The Queen of Sind was love smitten by the looks of Chach. Chach was father of Raja Dahir. Ladi was a product of a love affair. Astrologers had predicted that Raja Dahir’s sister LADI would marry a man, who would rule Sind with full might. A superstitious Raja Dahir ended the speculation by marrying his sister himself, to become that all powerful ruler. But that was not to be so.
Raja Dahir had given instructions for all the ladies of the Royal harem and wives of the courtiers to be beheaded immediately if defeat of the Hindu army was imminent. Warriors watched over these ladies and when the news came of their defeat, the slaughter of the Hindu ladies started by the Hindus themselves. Ladi threw herself from her camel onto those on the ground who were meant to behead her, and in this ruse, they were dazzled to the extent, that it gave time to Arabs to save Ladi from slaughter. The captors took her in their possession.


Muhammed bin Qasim found out about the capture of Ladi, and sought permission from the Caliph in purchasing her from her captors (laws governed behavior). When the permission came, he bought her and made her his wife. The prediction was coming true. Ladi had seen the softness in the looks of Qasim, and Qasim had seen the demure of this exceptional lady. It seems love had happened at first sight.
The Chach-nama gives us flashes of incidents here and there. It also give us a flash of a sister of Raja Dahir ‘Bai’ burning herself and all the other ladies in a fire ritual in a room. It is not clear if Ladi and Bai are two characters or same persons. The death of the lady Bai is mysterious.
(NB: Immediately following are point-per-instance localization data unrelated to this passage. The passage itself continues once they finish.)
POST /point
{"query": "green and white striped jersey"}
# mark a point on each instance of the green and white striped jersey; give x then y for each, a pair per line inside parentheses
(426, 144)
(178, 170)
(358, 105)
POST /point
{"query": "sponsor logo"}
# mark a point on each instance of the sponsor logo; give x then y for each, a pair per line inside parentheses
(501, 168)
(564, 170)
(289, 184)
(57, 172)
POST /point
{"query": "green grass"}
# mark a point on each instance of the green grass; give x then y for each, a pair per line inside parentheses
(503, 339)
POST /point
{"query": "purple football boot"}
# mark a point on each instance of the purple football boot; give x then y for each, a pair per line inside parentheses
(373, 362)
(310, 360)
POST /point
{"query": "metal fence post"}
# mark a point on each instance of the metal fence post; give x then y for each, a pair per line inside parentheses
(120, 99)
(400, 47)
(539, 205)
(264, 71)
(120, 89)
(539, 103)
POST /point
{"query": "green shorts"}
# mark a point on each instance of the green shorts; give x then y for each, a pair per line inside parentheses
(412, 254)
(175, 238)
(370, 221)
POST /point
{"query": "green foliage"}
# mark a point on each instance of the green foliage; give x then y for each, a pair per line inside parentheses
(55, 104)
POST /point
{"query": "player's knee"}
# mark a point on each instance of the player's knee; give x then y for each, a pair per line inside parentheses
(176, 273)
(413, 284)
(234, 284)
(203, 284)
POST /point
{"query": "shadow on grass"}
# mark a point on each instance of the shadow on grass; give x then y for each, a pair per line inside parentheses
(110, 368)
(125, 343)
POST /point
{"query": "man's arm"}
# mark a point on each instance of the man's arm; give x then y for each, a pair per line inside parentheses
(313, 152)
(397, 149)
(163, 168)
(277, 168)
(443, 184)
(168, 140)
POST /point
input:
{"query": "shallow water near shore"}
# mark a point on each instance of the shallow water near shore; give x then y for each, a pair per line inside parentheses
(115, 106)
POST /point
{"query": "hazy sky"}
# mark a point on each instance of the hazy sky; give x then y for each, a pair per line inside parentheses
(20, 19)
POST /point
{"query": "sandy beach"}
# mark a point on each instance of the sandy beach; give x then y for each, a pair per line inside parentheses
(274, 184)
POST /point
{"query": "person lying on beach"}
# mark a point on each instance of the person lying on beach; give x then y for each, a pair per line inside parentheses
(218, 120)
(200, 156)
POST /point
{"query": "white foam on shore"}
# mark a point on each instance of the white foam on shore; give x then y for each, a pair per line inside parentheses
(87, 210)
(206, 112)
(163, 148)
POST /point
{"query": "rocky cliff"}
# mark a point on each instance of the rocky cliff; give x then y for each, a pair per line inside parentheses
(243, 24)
We are also told about how Ladi confused the warriors outside the ramparts by mounting a camel and in black dress going for a ride. It was considered a deliberate tactic in favour of the Arabs. If Chach nama had survived in full, we would have had all the information required, but even in the annals of one of the greatest battles in the history of the region, it is intermersed with a love story. The love story of Qasim and Ladi. The end is not known, nor we hear of their children. But it is a ballad for folk singers for all times.
It is for us to complete untold narrations of the past with documentation.
It’s remarkable how sometimes the only records that are left are oral tradition, even if in the form of ballads and poetry. Thanks for sharing the legend.
But these are not oral, these are in the official history of CHACH NAMA of that time period. Translated into English. Everyone has read them with interest in that period. Keeping a blind eye is another thing.